Go to the Maine or Oregon coast.


----------



## SpikeC (Apr 2, 2011)

Paris in the spring!


----------



## thistle (Apr 2, 2011)

OK, I grew up in NC, but wasn't sure where Randleman was-now that I see, how about a 'staycation'-visit the zoo in Asheboro, Seagrove for NC pottery, Uwharrie Natl. Forest, Old Salem-Winston-Salem...

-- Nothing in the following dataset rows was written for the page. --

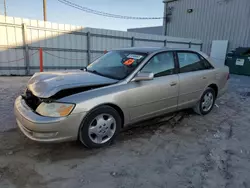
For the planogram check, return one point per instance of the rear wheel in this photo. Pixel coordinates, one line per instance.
(206, 103)
(100, 127)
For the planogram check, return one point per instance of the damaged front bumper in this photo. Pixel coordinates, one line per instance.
(46, 129)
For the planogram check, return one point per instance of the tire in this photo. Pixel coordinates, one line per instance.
(100, 127)
(199, 108)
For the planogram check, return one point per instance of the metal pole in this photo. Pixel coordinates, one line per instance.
(132, 41)
(165, 18)
(41, 59)
(26, 49)
(44, 10)
(88, 48)
(5, 11)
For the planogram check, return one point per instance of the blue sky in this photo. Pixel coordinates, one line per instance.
(60, 13)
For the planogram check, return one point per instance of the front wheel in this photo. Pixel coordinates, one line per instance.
(100, 127)
(206, 103)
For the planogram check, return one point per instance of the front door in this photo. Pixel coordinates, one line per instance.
(157, 96)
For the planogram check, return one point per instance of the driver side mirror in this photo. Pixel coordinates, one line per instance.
(143, 76)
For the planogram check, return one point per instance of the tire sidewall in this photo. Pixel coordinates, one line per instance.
(84, 128)
(200, 105)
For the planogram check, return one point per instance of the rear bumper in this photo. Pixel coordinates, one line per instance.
(46, 129)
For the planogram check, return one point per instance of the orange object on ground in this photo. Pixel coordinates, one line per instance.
(129, 62)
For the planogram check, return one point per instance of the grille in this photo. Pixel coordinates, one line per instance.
(31, 100)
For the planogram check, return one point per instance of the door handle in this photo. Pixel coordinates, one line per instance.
(173, 83)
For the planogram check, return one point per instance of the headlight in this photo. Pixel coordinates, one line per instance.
(55, 109)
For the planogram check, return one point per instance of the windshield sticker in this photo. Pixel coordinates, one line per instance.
(129, 62)
(134, 56)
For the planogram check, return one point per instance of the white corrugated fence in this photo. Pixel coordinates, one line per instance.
(66, 46)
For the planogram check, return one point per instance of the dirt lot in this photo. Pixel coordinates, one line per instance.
(188, 151)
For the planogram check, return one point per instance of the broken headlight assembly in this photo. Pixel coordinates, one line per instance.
(55, 109)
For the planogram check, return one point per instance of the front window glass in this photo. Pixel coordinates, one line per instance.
(116, 64)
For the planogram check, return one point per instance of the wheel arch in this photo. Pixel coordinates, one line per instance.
(112, 105)
(215, 88)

Or if you want to hit the beach, & don't want to deal w/ crowds in the Outer Banks, try Topsail Beach (I grew uo near here, in Sneads Ferry), & Asheville is another really fun place to visit. Sometimes, it's nice to visit places that are close by, reduces travel time & stress...


----------



## FryBoy (Apr 2, 2011)

I'd second the suggestion of the Maine coast -- all 3,000 miles of it! Don't miss Arcadia National Park. Then drive up to the Maritime Provinces (Nova Scotia, Prince Edward Island, New Brunswick) then around the bend and down the St. Lawrence Seaway through 1000 Islands to Quebec and Montreal. It's a different world, beautiful, enchanting, and away from the bulk of the tourist crowd. Lots of places to camp, or if you choose stay at some of the most charming inns in North America.


----------



## WildBoar (Apr 2, 2011)

Went to an all-inclusive a little south of Cancun the last two years. I was a bit hesitant the first time, but the food was decent enough, the beach was nice and there was a bit of entertainment. Snorkling and scuba excursions, plus can take out the saiboats. Was nice to walk a couple miles up and down the coast from our hotel. Lots of drinks on the beach. Decent volleyball games once or twice a day, plus a bit of drunk-fest pool volleyball. This past October when we went there we took a couple excursions to some of the ruins, which was kinda cool.


----------



## kalaeb (Apr 2, 2011)

+1 oregon coast. Or visit my state and check out Arches, Zions, and Bryce Canyon. If you have never been, and enjoy the outdoors, then you have to check it out.


----------



## rahimlee54 (Apr 2, 2011)

Some good suggestions here I hadn't thought of thanks guys. I had thought of the staycation and it is something that could still happen, either way I wouldn't mind. Thistle we have been to Asheville a few times and stayed at the Biltmore inn there as that place is one of my wife's favorite things to do for some reason. I have lived here for a few years and still haven't made the trip 20 miles to Seagrove. Oregon and Maine coast does sound pretty cool though, I'll have to do some research on it.

Thanks
Jared


----------



## apicius9 (Apr 3, 2011)

Hey, you can always come and visit me, i can always use help in the shop  

Stefan


----------



## oivind_dahle (Apr 3, 2011)

Go to Norway in the summer. If you like nature, I can make a perfect vacation planner for you.
Google Norway, and see for yourself:

http://www.google.com/images?client...&source=og&sa=N&hl=en&tab=wi&biw=1280&bih=614


----------



## sudsy9977 (Apr 6, 2011)

it sounds kinda dumb but i had one of the best vacations ever in amish country in pennsylvania....ryan


----------